Comic book films took some time to make their way from geeky popcorn entertainment to a major part of the mainstream cinematic sensibility, and if the snubbing of The Dark Knight from a well deserved spot in the Best Picture category at the recent Oscars is any indication, they may have some way to go. Still, the fact that movies like it are being made at all is testament to a change in perception, and Watchmen is a landmark achievement to that end. Alan Moore’s graphic novel Watchmen has been acknowledged as a major work in superhero literature for many years, but in addition to the technology necessary to make a successful adaptation, there was also the need for an audience. The movie-going public has seen the superhero parody before, but Watchmen demonstrates that they are finally ready for the superhero deconstruction.

There is an important distinction that needs to be made here. Watchmen is unlike most comic book movies (but not unlike 2005’s V for Vendetta, also originally by Moore) in that it is a true adaptation of a story, not just its characters. The film, like the novel before it, seeks to challenge an audience that is largely accustomed to being simply entertained. At this it is hugely successful. The questioning themes of the novel are faithfully realized: its take on complexities of the superhero genre, its search for a cause for optimism. The major characters are deftly illuminated through flashbacks that always seem to have something more of the story to tell us than merely what is relevant to that particular character. The big screen also enables certain devices that the page does not; in particular, the addition of era-appropriate music (often the same songs that Moore quoted as chapter epigraphs) does tremendous work in creating mood. The opening credits montage, which shows us the various subtle differences in the history of the film’s world and our own, is also outstanding. Where the story is altered from the original, it is actually made cleaner, more symmetric, a rarity in film adaptations.

Many of the performances in Watchmen are virtuoso level, though they work so well together, and are so faithful to the source material that they become somewhat invisible. Patrick Wilson hits all the right notes as Daniel, Malin Akerman brings both allure and a sense of reality to the second Silk Spectre, and Matthew Goode captures the cold moral certainty of Ozymandias. Billy Crudup’s Doctor Manhattan will be long remembered among cinema’s great aliens, characters that looked at humanity from outside with human faces. Rorschach, played by Jackie Earle Haley, is such a perfect deconstruction of the vigilante archetype that I wonder if he will make all future Batman films obsolete (how will we witness Batman’s conviction without recalling Rorschach’s madness?). Jeffrey Dean Morgan is also a revelation as The Comedian; scary, charismatic, compelling.

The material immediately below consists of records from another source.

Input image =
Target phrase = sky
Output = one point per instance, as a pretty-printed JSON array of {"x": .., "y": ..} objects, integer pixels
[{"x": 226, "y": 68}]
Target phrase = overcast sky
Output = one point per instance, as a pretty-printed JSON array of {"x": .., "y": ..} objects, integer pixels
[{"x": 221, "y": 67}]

The place where the film suffers may be its director. I’ve heard stories of Zack Snyder saving the project from lobotomizing studio executives and truly awful early drafts, seen interviews in which he shows a great reverence for the source material, and an enthusiastic vision for the film. What he has done would have required these virtues, as well as great craft and patience. But I’m afraid that Snyder’s affinity for intense and graphic violence has brought an unsavory character to much of the film. Watchmen was a violent graphic novel, to be sure. Praised for being gritty, it challenged its audience by showing them things they would rather not see, made them consider the dark side of their superhero fantasies. The violence in this movie is not grimly realistic however, but joyfully indulgent. The unfettered machismo of 300 has no place in this story, but Snyder remains true to the style that made him successful there. This, along with a problematically meandering ending, is the gnawing fault of an otherwise excellent movie.